Badaboom: CUDA for the Mainstream
Another feather in Nvidia’s CUDA-cap is the amount of already installed CUDA hardware: 100 million units. If you have an 8 series or later Nvidia graphics processor, congratulations, you own an itty-bitty super-computer. You can even use it for the fancy research described above with distributed parallel computing packages like SETI and Folding @home. Both use idle CPU resources volunteered by users all over the web, and have now used CUDA to use idle GPUs as well.
In yet another spin on HPC applications, Badaboom has led the way to stuff people use day to day. It’s a blessing for people who want to transcode their video files to a different format, like iPod or Zune. Badaboom has a slick interface that lets you do your encoding with the help of a CUDA GPU, routinely doubling the performance of a CPU working on the task alone. Unfortunately, Badaboom has been the lone representative of mainstream CUDA apps for a while now.

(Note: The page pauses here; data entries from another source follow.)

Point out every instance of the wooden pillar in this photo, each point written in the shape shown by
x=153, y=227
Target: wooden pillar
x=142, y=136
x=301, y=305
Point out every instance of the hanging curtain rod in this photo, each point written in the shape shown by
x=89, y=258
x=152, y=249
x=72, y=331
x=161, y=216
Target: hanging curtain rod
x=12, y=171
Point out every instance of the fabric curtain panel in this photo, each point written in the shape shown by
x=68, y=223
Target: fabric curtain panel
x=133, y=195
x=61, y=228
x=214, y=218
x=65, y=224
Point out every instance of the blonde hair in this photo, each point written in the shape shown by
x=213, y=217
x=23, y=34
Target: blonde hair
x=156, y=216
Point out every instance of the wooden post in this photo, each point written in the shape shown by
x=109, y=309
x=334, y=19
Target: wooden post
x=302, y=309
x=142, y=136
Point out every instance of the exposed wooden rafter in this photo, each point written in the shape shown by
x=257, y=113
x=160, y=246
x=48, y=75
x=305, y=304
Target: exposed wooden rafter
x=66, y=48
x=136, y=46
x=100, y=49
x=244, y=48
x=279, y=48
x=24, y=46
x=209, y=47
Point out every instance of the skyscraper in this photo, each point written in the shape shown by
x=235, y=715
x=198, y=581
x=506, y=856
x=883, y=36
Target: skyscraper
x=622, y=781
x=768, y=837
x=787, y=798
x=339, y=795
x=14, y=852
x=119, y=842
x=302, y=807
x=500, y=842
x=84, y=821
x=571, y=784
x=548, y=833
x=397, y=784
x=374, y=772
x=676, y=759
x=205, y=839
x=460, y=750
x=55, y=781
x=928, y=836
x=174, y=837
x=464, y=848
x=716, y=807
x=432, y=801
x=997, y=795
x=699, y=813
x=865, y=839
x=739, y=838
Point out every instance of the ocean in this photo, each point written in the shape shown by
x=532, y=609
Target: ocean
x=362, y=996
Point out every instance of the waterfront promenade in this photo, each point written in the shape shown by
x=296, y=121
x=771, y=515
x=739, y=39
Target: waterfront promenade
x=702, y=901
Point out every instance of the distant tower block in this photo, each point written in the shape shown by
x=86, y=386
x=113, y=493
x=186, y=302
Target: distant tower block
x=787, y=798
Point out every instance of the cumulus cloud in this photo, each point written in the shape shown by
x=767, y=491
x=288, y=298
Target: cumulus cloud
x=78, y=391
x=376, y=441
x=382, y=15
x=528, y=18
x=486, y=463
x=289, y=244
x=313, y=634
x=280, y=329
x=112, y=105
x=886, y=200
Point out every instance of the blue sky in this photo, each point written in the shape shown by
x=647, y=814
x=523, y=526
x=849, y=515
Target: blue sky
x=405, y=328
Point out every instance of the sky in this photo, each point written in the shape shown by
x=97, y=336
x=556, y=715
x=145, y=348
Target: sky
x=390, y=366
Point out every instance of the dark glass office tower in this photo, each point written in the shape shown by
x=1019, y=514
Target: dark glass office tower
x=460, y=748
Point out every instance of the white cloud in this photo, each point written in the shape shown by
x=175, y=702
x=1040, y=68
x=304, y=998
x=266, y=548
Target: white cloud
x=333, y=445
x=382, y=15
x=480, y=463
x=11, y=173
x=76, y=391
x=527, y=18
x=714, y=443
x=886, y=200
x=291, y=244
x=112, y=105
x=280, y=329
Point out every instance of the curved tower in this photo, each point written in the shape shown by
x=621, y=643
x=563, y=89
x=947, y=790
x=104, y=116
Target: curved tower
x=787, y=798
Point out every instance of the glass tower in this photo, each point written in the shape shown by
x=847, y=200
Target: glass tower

But Nvidia and its CUDA owners have something to get excited about again, now that Nero is using CUDA on their next release of Move It. Move It does essentially the same stuff as Badaboom, encoding, which isn’t as exciting as a completely new type of application for CUDA. But it does demonstrate that there are tasks that the CPU used to handle that are better handled in conjunction with a GPU, and that if other developers in an industry are making use of CUDA, they might be at an advantage.
CUDA’s Upstream Journey
CUDA still has a way to go. It was rumored Photoshop CS 4 was going to use CUDA, but Adobe ended up using the OpenGL graphics API instead. CUDA would have left all ATI users in the cold, which Adobe wasn’t willing to do. Microsoft’s DX 11 will not have that problem, but it will be a problem for Linux and Mac Users.
Even if CUDA loses out to another API, Nvidia still reaps the rewards of an increased GPGPU market, though they would have to share those rewards with AMD. Intel has also looked at this GPGPU issue. Since, unlike AMD who makes both CPUs and GPUs, Intel just makes CPUs, they can’t afford to be neutral about which chip consumers spend more on.
So they aren’t sitting on their hands in regard to CUDA and GPGPU. If Nvidia can get a GPU to act like a CPU, can Intel get a CPU to act like a GPU? They are trying just that with Larrabee, which we discus in a coming article.